Notice the lack of traffic tolerance of the crabgrass plant under the constant pounding of the beverage cart multiple trips over the same tracks.
Now the question I ponder is do I aerify Tri City fairways this fall through the extensive patches of Crabgrass with the knowledge that there are billions of seeds on stalks ready to fall into these newly made growth chambers? I’m coupling this with the knowledge that this is an annual plant and that any seed that would happen to germinate this fall should be killed by the first frost. In the first photo you can clearly see the crabgrass follows the contour lines of a fairway cut that is much closer to the ground.  Was this caused by repeated fall aerifcations? (Answer “yes” to aerification this fall as this weed seed germinates in the spring. Better to have open holes now over next spring if the turf is weak. Also this is a good time to interseed your turf with desirable seed grasses allowing them the time to become established before winter hopefully with enough growth that they can grow and shade out any crabgrass poised to germinate next spring.)

Hopefully future budgets will allow the purchase of herbicides necessary to prevent spring germination or post emergence of this weed.

Speaking of crabgrass, in the photo below is a trial experiment using never before planted and I mean in the world planted "Round up Ready Ryegrass." 

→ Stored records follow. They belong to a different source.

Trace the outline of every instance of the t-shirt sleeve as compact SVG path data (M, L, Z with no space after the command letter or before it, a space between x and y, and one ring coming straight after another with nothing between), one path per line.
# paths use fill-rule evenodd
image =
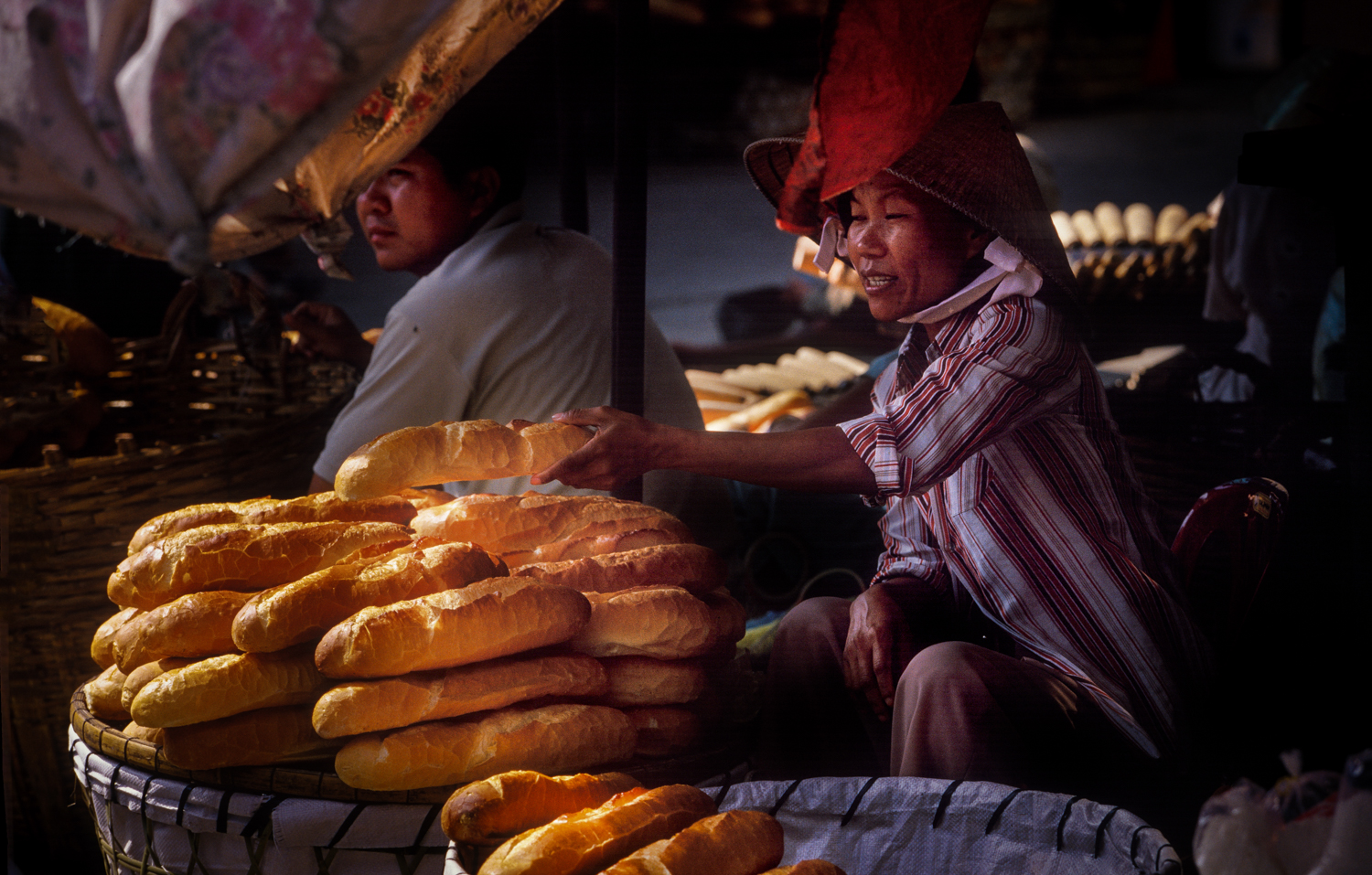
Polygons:
M1076 394L1078 358L1045 306L991 304L969 331L970 341L930 363L908 392L840 424L875 475L878 499L927 491Z
M429 341L417 320L398 309L386 318L372 362L329 428L314 473L333 480L354 450L369 440L410 425L429 425L465 410L472 385L451 352Z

We are experimenting to see if we can establish a combination of Ryegrass and low mow Bluegrass on Tri City fairways as a means of creating better fairway playing conditions there.  Once established, we should be able to remove and control all grass and broadleafed weeds with a single application of Round up at a low cost to the budget.


Saturday, August 14, 2010

Wall Street Journal "The Ugly Summer of 2010."

Here's the link to the newspaper article.

Not sure how long the link will stay active
Enjoy as we've seen another 1.4" of rain.  Even our puddles are drowning in water.....


Thursday, August 12, 2010

EBay Saves you money.

     Lost my camera out on the golf course somewhere and didn't find it until after the deluge early Wednesday morning. Digital camera and water = fried no longer working camera despite my efforts of disassembly and drying with compressed air. Oh well, I needed a newer model anyway Speaking of rain, since Sunday morning we’ve seen an additional 3.7 inches in the past four days. With all the heat and humidity (dew points in the 70’s) I wouldn’t bet against seeing Pythium raise its ugly head. I hope not, as we no longer apply a preventative chemical application to fairway turfs. With highs predicted in the low 90’s forecast for Thursday coupled with standing water present on several back nine fairways I have my doubts.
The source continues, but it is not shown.